Morales, o primeiro líder indígena da Bolívia, encerrou seu governo de 14 anos depois que aliados o abandonaram na esteira de semanas de protestos contra a eleição contestada de 20 de outubro, que abalaram a nação andina. No domingo, os militares e apoiadores políticos cruciais pediram a renúncia do presidente.
Governos latino-americanos de direita, entre eles Colômbia e Peru, pediram ao Estado boliviano que garanta a lisura das novas eleições. O Brasil disse que uma "tentativa de fraude eleitoral maciça deslegitimou" o líder boliviano".
Já o presidente da Venezuela, Nicolás Maduro --cujo antecessor socialista, Hugo Chávez, serviu de mentor ocasional de Morales--, disse aos seus apoiadores que se mobilizem em apoio ao ex-líder da Bolívia.
"Temos que cuidar de nosso irmão Evo Morales", disse Maduro em uma transmissão gravada na televisão estatal venezuelana. "Precisamos declarar uma vigília em solidariedade para protegê-lo".
A posição de Maduro se fortaleceu com a volta de líderes de esquerda aos governos do México e da Argentina, mas a renúncia de Morales pode prejudicar o líder venezuelano, que vem se aferrando ao poder neste ano apesar de uma campanha oposicionista para convencer as Forças Armadas a se rebelarem.
O presidente de Cuba, Miguel Díaz-Canel, outro aliado de longa data de Morales, tuitou sua "solidariedade" e disse: "O mundo precisa ser mobilizado pela vida e pela liberdade de Evo".
O governo mexicano rejeitou o que classificou como uma operação militar em andamento na Bolívia, acrescentando que não deve haver "nada de golpe". O México ofereceria asilo a Morales se ele o pedisse, disse o ministro das Relações Exteriores do México, Marcelo Ebrard, no Twitter, mas não surgiu nenhum pedido de imediato.
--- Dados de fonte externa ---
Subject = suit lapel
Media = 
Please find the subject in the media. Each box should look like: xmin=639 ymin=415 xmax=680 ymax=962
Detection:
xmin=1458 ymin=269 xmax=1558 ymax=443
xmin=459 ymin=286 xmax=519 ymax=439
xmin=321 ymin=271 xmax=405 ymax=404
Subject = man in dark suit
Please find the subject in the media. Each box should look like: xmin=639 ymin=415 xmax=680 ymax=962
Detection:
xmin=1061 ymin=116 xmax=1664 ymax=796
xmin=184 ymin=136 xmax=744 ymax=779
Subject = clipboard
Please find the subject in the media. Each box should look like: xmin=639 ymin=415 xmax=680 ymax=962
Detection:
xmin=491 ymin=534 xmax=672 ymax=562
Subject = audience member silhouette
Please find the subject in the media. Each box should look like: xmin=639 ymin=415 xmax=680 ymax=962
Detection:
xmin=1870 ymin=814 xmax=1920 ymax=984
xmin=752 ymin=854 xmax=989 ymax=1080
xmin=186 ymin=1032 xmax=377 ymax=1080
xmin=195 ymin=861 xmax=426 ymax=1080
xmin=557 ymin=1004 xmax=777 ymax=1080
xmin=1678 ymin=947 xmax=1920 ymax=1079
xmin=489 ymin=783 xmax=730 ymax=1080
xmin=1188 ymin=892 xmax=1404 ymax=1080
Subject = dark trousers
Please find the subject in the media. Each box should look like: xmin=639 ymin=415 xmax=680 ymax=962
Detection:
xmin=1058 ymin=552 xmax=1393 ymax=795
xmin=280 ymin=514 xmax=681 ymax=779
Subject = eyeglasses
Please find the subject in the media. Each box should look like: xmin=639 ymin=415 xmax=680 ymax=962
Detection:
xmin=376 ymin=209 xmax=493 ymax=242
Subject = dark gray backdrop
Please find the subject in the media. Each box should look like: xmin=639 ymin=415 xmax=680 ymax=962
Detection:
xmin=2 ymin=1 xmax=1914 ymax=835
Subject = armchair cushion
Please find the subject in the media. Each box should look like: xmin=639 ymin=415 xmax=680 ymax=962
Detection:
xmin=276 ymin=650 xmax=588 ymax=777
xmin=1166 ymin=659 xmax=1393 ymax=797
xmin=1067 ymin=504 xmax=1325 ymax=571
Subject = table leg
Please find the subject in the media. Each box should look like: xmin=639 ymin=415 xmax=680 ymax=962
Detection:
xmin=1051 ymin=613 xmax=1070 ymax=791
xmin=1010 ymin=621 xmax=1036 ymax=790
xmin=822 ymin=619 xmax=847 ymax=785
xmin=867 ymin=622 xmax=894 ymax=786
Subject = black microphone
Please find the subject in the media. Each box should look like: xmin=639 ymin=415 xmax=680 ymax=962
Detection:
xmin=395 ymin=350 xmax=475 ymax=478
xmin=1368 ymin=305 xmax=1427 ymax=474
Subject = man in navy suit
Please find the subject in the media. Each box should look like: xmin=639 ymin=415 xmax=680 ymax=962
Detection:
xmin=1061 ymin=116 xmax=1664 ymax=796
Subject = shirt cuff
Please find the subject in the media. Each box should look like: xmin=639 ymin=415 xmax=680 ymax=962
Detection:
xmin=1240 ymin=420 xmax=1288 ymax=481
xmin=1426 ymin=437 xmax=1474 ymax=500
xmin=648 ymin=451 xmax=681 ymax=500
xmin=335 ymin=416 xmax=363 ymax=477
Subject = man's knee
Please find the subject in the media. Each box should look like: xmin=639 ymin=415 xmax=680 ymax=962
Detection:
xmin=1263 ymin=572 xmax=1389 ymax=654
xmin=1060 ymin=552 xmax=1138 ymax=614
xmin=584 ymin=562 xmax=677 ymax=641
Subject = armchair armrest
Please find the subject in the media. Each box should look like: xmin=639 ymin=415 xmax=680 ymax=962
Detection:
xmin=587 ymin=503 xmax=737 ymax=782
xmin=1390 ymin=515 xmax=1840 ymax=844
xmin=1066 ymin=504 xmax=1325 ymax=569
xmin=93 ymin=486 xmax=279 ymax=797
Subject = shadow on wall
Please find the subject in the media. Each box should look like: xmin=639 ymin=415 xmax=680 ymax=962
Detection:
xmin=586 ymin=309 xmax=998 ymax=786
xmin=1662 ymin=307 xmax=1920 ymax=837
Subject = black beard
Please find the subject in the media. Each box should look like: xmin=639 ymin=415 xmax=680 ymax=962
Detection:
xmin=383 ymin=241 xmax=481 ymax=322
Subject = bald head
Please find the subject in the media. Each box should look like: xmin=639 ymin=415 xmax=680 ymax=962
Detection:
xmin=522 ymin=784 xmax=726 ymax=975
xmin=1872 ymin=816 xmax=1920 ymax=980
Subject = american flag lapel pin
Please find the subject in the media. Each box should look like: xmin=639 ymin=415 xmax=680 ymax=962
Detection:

Já o presidente eleito da Argentina, Alberto Fernández, que conquistou uma vitória arrasadora em uma eleição no mês passado na terceira maior economia da América Latina, disse que "a ruptura institucional na Bolívia é inaceitável".
No domingo, Morales concordou em realizar novas eleições depois que um relatório da Organização dos Estados Americanos (OEA), que realizou uma auditoria da votação, revelou irregularidades sérias no pleito.
O relatório disse que uma nova votação deveria ser realizada depois de descobrir "manipulações claras" do sistema eleitoral que criaram dúvidas sobre o triunfo de Morales, que obteve uma vantagem de pouco mais de 10 pontos sobre o principal rival, Carlos Mesa.
Logo depois, o líder boliviano disse que estava deixando o comando do país para aliviar a violência que se agrava desde a eleição, mas repetiu seu argumento de que havia sido vítima de um golpe.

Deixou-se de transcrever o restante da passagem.